The sensitivity and specificity of conventional plain radiographs for trapezium or trapezoid fractures are poor. One case series of 137 carpal fractures that used CT as the gold standard reported a sensitivity of 18 percent for detecting trapezium fractures with plain radiographs, while none of four trapezoid fractures were identified [5]. A similar study of 38 carpal fractures reported a sensitivity of 67 percent [4], while small retrospective case series have reported 33 [11] to 64 percent [8].

Advanced imaging — CT is highly accurate for identifying fracture or dislocation and for assessing joint surfaces when there is a question of intra-articular displacement. MRI has additional value in detecting both acute and chronic bony and soft tissue injuries [17]. If significant soft tissue injury (eg, ligament rupture or dislocation) is suspected, MRI should be obtained (image 11A-C and image 12).

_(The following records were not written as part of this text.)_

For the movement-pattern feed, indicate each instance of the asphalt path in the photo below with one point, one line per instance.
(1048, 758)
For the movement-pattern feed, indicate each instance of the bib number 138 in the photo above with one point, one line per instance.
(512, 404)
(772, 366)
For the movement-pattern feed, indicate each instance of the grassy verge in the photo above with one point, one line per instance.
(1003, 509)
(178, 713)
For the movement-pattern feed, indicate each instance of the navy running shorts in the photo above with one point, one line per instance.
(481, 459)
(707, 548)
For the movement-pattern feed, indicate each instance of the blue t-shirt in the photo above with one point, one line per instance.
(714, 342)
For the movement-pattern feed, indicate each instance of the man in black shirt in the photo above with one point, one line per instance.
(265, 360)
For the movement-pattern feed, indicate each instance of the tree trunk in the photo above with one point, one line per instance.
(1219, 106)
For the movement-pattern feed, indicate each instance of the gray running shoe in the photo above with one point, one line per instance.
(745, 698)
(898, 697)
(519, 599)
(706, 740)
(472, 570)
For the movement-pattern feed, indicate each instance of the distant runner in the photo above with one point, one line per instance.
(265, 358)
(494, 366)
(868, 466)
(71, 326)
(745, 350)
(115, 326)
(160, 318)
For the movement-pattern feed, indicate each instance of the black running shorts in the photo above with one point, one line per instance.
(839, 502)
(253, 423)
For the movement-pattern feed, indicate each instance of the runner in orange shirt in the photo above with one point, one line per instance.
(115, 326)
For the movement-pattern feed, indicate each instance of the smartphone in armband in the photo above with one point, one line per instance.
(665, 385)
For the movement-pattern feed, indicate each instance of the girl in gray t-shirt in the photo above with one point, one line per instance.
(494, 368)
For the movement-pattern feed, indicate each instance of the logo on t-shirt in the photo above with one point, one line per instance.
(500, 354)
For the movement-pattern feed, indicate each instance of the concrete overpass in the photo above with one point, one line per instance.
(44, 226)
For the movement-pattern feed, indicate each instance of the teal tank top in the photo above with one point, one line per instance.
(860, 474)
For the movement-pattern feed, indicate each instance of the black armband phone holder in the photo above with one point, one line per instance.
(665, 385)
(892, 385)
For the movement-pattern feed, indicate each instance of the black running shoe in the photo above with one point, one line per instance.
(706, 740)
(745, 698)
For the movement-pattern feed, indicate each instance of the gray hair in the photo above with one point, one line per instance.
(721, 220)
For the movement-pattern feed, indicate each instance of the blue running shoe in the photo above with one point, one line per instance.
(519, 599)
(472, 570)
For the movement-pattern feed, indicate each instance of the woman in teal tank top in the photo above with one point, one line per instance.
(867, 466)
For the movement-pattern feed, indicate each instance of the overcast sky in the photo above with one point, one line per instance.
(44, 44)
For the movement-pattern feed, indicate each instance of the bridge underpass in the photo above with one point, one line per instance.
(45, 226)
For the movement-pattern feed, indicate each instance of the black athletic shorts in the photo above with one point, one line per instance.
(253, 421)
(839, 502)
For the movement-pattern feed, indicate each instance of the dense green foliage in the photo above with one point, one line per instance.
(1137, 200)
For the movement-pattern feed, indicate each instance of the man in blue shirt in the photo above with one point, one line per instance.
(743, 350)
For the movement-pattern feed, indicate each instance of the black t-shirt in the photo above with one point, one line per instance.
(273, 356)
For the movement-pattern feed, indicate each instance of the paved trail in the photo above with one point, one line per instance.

Cone beam CT (CBCT) provides higher-resolution images, involves 90 percent less radiation exposure, and can be performed more quickly than conventional CT. In prospective observational case series, CBCT has demonstrated greater sensitivity than plain radiographs in detecting radiocarpal fractures. In patients with clinically suspected wrist fracture but negative plain radiographs (ie, occult fracture), CBCT detected radial or carpal fractures in 50 to 75 percent [18-21]. In two of these studies, trapezium fractures represented about 20 percent of the occult fractures, a slightly higher incidence than even scaphoid fracture [18,22]. These findings emphasize the importance of keeping a high index of suspicion for trapezium fracture in the presence of anatomic snuffbox tenderness despite negative radiographs. CBCT may be a useful tool in this setting.

DIAGNOSIS — The diagnosis of trapezium or trapezoid fracture may be made by plain radiograph in conjunction with a suggestive history and examination findings. However, as plain radiographs demonstrate poor sensitivity for both fractures, conventional computed tomography (CT), cone beam CT (CBCT), or magnetic resonance imaging (MRI) may be needed when fracture is suspected but initial radiographs are normal and a definitive diagnosis is required. Advanced imaging is useful for detecting the concomitant injuries that are frequently present.

DIFFERENTIAL DIAGNOSIS — Diagnoses that may coincide with or be confused with a trapezium or trapezoid fracture include those described below. The differential diagnosis for acute wrist pain is discussed in detail separately. (See "Evaluation of the patient with thumb pain" and "Evaluation of the adult with acute wrist pain" and "Lunate fractures and perilunate injuries".)

Fractures of the trapezium or trapezoid frequently occur along with other injuries of the wrist or hand. As an example, a large retrospective series reported that 95 percent of trapezoid fractures were associated with concurrent wrist injuries [11].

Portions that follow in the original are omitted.